Он вытянул в темноте свою здоровенную костистую руку, сжал кулак и показал, где у него сидит этот мерзавец.
Пройдя несколько шагов, он снова заговорил:
— А при случае, если он еще когда попробует пикнуть, он у меня так и полетит кувырком. Это он теперь знает лучше, чем когда-либо. Я это ему вбил в его пустую башку. Смотри, вот он как полетит!
Иордан Хаджи-Иордан разжал ладонь и изо всех сил дунул на нее, чтобы показать, как полетит при случае его старый любимый друг. Потом он показал на большие, темные, внушительные дома по обеим сторонам бульвара; все это были особняки богатых собственников, банкиров, промышленников, рантье.
— Спят, дурни!.. И не подозревают, что недалеко то время, когда они будут трезвонить по телефону и толпиться в конторе, выклянчивая хоть несколько акций Пискул-Воеводесей. Утроение капитала! Это как минимум!

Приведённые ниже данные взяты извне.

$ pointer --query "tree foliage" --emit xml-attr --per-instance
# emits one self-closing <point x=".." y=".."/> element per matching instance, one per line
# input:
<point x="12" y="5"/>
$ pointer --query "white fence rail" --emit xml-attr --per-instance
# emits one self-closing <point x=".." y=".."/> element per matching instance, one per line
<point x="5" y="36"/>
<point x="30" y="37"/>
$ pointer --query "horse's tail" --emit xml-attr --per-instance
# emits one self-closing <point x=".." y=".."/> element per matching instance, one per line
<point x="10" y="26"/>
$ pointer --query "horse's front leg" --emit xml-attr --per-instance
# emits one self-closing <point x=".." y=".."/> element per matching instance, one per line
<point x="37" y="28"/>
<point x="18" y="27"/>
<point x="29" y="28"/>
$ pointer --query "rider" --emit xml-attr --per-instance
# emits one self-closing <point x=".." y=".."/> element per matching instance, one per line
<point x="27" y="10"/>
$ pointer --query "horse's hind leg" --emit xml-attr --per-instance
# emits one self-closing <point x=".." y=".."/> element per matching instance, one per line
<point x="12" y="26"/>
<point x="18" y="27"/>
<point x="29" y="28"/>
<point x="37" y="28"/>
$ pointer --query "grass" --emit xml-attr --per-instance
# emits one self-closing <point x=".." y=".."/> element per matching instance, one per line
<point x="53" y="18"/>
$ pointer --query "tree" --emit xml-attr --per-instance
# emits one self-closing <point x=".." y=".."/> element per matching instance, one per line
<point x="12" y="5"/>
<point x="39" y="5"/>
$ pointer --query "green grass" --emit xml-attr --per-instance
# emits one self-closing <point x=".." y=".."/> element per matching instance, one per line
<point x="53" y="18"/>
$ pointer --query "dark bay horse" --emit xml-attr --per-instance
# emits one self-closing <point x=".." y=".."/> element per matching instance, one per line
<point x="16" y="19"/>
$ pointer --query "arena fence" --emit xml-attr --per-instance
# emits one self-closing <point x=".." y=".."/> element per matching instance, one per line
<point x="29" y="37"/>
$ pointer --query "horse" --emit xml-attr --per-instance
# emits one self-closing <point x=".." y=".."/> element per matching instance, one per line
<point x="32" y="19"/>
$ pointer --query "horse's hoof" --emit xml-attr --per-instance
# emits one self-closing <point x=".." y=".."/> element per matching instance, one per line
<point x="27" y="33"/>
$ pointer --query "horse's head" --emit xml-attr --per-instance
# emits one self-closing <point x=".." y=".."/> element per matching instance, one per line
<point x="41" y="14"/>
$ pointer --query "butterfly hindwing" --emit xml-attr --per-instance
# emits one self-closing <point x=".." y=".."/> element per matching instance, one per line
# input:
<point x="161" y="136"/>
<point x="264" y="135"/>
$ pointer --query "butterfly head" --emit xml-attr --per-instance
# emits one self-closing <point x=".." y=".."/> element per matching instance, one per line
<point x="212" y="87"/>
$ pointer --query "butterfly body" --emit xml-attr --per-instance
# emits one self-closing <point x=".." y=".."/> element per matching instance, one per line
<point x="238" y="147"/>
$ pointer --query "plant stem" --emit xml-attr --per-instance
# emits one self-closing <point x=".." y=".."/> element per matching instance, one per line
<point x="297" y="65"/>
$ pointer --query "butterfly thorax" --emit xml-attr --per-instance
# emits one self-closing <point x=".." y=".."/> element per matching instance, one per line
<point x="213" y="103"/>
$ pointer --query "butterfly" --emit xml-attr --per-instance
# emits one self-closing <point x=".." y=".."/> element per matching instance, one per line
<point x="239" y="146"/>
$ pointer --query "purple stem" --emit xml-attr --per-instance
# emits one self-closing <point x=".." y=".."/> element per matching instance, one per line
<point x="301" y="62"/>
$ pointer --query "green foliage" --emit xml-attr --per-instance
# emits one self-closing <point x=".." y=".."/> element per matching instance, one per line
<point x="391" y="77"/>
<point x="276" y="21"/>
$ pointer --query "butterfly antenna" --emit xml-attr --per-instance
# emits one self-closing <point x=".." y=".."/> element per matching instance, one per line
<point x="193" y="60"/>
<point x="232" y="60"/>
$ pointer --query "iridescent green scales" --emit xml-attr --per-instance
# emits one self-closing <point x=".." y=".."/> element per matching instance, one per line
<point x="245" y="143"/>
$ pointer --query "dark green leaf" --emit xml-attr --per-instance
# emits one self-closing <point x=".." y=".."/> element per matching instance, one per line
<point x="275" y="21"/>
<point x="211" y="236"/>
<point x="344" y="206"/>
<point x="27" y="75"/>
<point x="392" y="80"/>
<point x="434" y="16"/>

— Значит, дело прошло так хорошо?
Иордан Хаджи-Иордан остановился и разразился хохотом, гулко разнесшимся в ночи:
— Хорошо?.. Прошло, говорю, как по маслу, только по касторовому маслу! Что я тебе говорил?.. Жаль, что ты там не был! Ты бы дорого заплатил, чтобы увидеть, как он бегает на четвереньках, щенок!
— Представляю себе…
— Да ничего ты не представляешь… Ты думаешь, это только так говорится… А я на самом деле заставил его ползать у меня в ногах на четвереньках, как шавку… А потом, когда я этой шавке дал сахару, он только что не вилял хвостом и не служил на задних лапках! Господин министр юстиции, который меня в прокуратуру тягал, завтрашний господин председатель совета министров, его высокопревосходительство!.. Тьфу!
Охваченный отвращением к своему легко добытому успеху, Иордан Хаджи-Иордан сплюнул сквозь зубы на тротуар. Снова двинувшись вперед, он высказал окончательное суждение:
— Знаешь что, мы будем самыми большими идиотами, если в нашей стране, где нет ни хозяина, ни порядка, не сможем прибрать к рукам ее руководителей. Если не сможем это сделать, то нам остается вернуться на Дунай, привязать себе на шею камень да броситься в воду, чтобы утянули нас эти камни на дно! Бесполезно живем и понапрасну землю топчем! Вот какие дела!